Рабы кинулись к корыту. «А ты что встал, Двадцать Шестой? — толкнула меня под руку та самая рабыня с розочкой, — слышал, что сказали?» И, махнув на меня рукой, она тоже побежала к корыту. Я побежал за ней… Голые рабы и рабыни, стоя на коленях лакали мутную кашицу — вода с перемешанными там кусками хлеба, отрубей и еще чего-то… Такую еду я готовил свиньям в гостинице Баруса… В желудке засосало и я, опустившись на колени, присоединился к рабам… После голодного дня и голодной ночи даже эта отвратительная еда показалась.. ну, не вкусной, но вполне приемлимой… За нашими спинами топтались те, кому места у корыта не хватило…. Через четыре глотка меня вдруг затошнило… От этого пойла, от шумного чавканья рабов, от запаха немытых тел… Меня оттолкнули, моё место заняла пышногрудая и толстозадая рабыня.
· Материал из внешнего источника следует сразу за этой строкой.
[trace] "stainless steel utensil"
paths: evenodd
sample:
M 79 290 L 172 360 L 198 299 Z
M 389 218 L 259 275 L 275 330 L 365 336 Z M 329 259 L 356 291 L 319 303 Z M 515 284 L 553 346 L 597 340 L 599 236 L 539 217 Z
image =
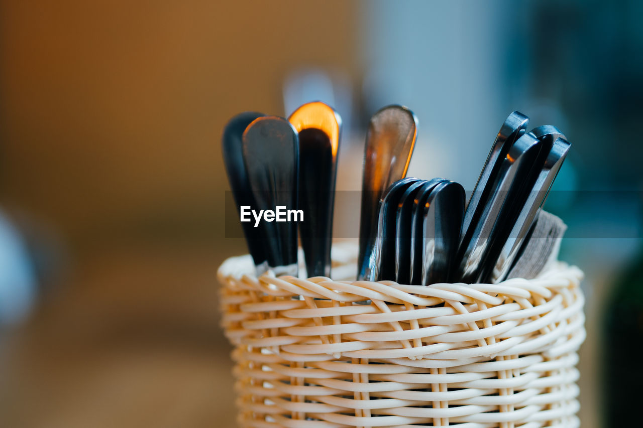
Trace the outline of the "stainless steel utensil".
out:
M 243 156 L 255 210 L 297 208 L 299 145 L 297 132 L 283 118 L 255 120 L 242 137 Z M 266 221 L 258 231 L 269 268 L 276 275 L 296 275 L 297 223 Z
M 369 281 L 394 281 L 395 278 L 395 224 L 402 196 L 419 179 L 408 177 L 391 184 L 380 203 L 375 251 L 366 276 Z
M 467 283 L 481 280 L 487 251 L 493 239 L 504 225 L 499 220 L 505 202 L 511 203 L 521 181 L 529 175 L 538 155 L 541 143 L 534 135 L 525 134 L 518 138 L 502 160 L 498 173 L 489 188 L 489 198 L 478 217 L 475 218 L 461 242 L 464 248 L 459 259 L 456 277 Z
M 228 122 L 221 137 L 223 163 L 228 174 L 230 189 L 237 204 L 237 210 L 242 206 L 253 206 L 255 199 L 248 180 L 248 173 L 243 161 L 242 136 L 248 125 L 257 118 L 265 116 L 262 113 L 248 111 L 240 113 Z M 257 274 L 260 275 L 267 268 L 264 245 L 257 229 L 253 230 L 250 222 L 241 222 L 246 242 L 250 255 L 255 262 Z
M 421 278 L 423 285 L 448 282 L 460 243 L 464 217 L 464 188 L 453 181 L 442 181 L 431 191 L 423 211 Z M 413 271 L 415 272 L 415 271 Z M 415 273 L 413 273 L 415 277 Z M 412 280 L 416 283 L 417 280 Z
M 374 249 L 379 201 L 389 186 L 406 175 L 417 127 L 413 112 L 400 105 L 384 107 L 371 118 L 364 154 L 358 279 L 365 279 Z
M 431 195 L 437 186 L 440 183 L 447 182 L 448 180 L 442 178 L 434 178 L 428 181 L 424 182 L 422 188 L 412 195 L 413 207 L 411 209 L 411 227 L 408 235 L 409 240 L 409 263 L 407 269 L 409 269 L 408 284 L 411 285 L 419 285 L 422 283 L 422 276 L 424 271 L 424 224 L 426 209 L 430 203 Z M 431 210 L 433 207 L 431 207 Z M 462 222 L 462 220 L 460 220 Z M 458 224 L 458 226 L 460 226 Z M 404 229 L 401 233 L 404 233 Z M 458 236 L 460 236 L 458 231 Z M 406 240 L 406 236 L 401 236 L 401 245 L 402 242 Z M 457 245 L 457 244 L 456 244 Z M 400 265 L 403 265 L 404 257 L 406 256 L 406 250 L 403 249 L 400 253 Z
M 399 283 L 411 283 L 411 236 L 415 201 L 436 184 L 424 180 L 415 182 L 400 197 L 395 213 L 395 281 Z
M 503 280 L 509 272 L 571 147 L 565 136 L 554 127 L 539 127 L 530 133 L 551 149 L 545 152 L 543 147 L 541 151 L 545 152 L 544 154 L 547 156 L 545 165 L 539 167 L 540 163 L 536 163 L 534 166 L 538 169 L 534 172 L 535 177 L 525 181 L 527 187 L 521 191 L 520 196 L 525 200 L 516 201 L 518 204 L 514 208 L 516 213 L 507 221 L 511 231 L 506 237 L 500 237 L 498 246 L 502 244 L 502 247 L 491 256 L 489 263 L 493 262 L 494 267 L 491 273 L 491 281 L 494 283 Z M 532 181 L 534 183 L 530 186 Z
M 473 228 L 471 227 L 472 222 L 477 222 L 484 209 L 491 192 L 500 165 L 509 148 L 521 136 L 525 134 L 529 118 L 518 111 L 514 111 L 509 114 L 505 123 L 500 127 L 496 139 L 491 146 L 482 171 L 476 183 L 473 192 L 467 204 L 467 209 L 464 213 L 464 219 L 462 221 L 462 238 L 469 240 L 473 233 Z M 462 253 L 466 249 L 460 248 Z M 462 255 L 462 254 L 460 254 Z
M 329 105 L 307 103 L 288 118 L 299 133 L 300 224 L 308 276 L 330 276 L 332 213 L 341 119 Z

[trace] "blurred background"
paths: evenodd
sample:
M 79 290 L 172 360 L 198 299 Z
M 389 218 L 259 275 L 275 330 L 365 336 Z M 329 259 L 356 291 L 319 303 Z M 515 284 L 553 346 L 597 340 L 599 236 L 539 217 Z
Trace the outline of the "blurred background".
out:
M 344 119 L 340 190 L 361 188 L 388 103 L 420 120 L 409 175 L 469 190 L 511 111 L 566 134 L 546 208 L 586 275 L 581 417 L 619 426 L 643 398 L 642 17 L 635 0 L 2 0 L 0 426 L 234 426 L 216 271 L 246 249 L 221 133 L 315 99 Z M 336 236 L 358 221 L 338 206 Z

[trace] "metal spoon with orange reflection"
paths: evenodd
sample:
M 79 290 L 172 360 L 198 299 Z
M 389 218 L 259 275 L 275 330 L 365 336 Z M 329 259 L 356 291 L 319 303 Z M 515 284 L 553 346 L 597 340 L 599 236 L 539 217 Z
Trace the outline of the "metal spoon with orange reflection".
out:
M 288 118 L 299 132 L 299 208 L 308 276 L 331 276 L 331 245 L 341 119 L 321 102 L 307 103 Z
M 364 152 L 358 279 L 367 277 L 377 233 L 377 213 L 384 192 L 404 178 L 411 161 L 418 121 L 410 110 L 389 105 L 370 118 Z

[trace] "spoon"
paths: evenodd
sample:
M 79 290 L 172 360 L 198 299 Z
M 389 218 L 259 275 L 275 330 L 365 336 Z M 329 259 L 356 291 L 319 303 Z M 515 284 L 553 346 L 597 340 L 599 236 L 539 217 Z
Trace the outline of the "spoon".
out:
M 516 140 L 502 159 L 490 188 L 489 199 L 460 244 L 464 251 L 462 257 L 458 257 L 457 278 L 460 281 L 474 283 L 481 280 L 487 251 L 494 238 L 493 233 L 497 234 L 503 227 L 502 219 L 499 218 L 501 210 L 505 202 L 511 204 L 511 197 L 515 196 L 516 188 L 528 175 L 540 148 L 541 143 L 538 138 L 525 134 Z
M 374 260 L 367 272 L 369 281 L 395 280 L 395 217 L 397 206 L 406 190 L 421 180 L 412 177 L 398 180 L 384 193 L 380 204 L 377 222 L 377 238 L 375 244 Z
M 411 227 L 409 231 L 409 282 L 411 285 L 419 285 L 422 283 L 422 272 L 424 271 L 424 223 L 425 210 L 430 203 L 430 197 L 433 190 L 443 182 L 448 181 L 446 179 L 434 178 L 425 181 L 422 188 L 418 191 L 412 198 L 413 207 L 411 209 Z M 404 231 L 402 232 L 405 233 Z M 459 237 L 459 233 L 458 233 Z M 403 240 L 406 239 L 406 236 Z M 402 245 L 402 244 L 401 244 Z M 406 251 L 401 252 L 401 265 L 406 262 Z
M 400 198 L 395 213 L 395 281 L 410 284 L 411 236 L 413 208 L 416 199 L 424 192 L 430 192 L 436 184 L 425 180 L 413 183 Z
M 246 129 L 242 142 L 255 210 L 296 210 L 299 147 L 293 125 L 283 118 L 258 118 Z M 296 276 L 297 224 L 264 215 L 263 224 L 258 231 L 268 268 L 275 275 Z
M 422 227 L 418 231 L 419 238 L 424 238 L 421 257 L 417 258 L 421 260 L 422 276 L 418 278 L 421 281 L 412 280 L 412 283 L 430 285 L 449 281 L 460 243 L 465 197 L 464 188 L 453 181 L 440 183 L 431 191 L 423 207 Z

Я отполз в сторону, засунул два пальца в рот и меня вырвало. Я растянулся на земле ничком, мне стало немножко легче. «Всё!!! Хватит! Строится, свиньи!» — раздался крик раба и, раздавая удары хлыста направо и налево, он принялся разгонять рабов от корыта. «Строится по двое!» Пинками и ударами хлыста он построил нас в колонну и погнал за угол сарая. Там нас выстроили в один ряд и два голых раба принялись поливать нас водой из шлангов. Сперва вода казалась холодной, но через некоторое наши тела привыкли…. И это было очень приятно: помыться впервые за такое время. Смыть с себя грязь, сперму, мочу. Такие же ощущения, наверное, испытывали все рабы, все плескались и радовались… «Мойся, раб!- та рабыня с розочкой на заднице плеснула в меня пригоршней воды. — Мойся, раб должен часто подмываться!»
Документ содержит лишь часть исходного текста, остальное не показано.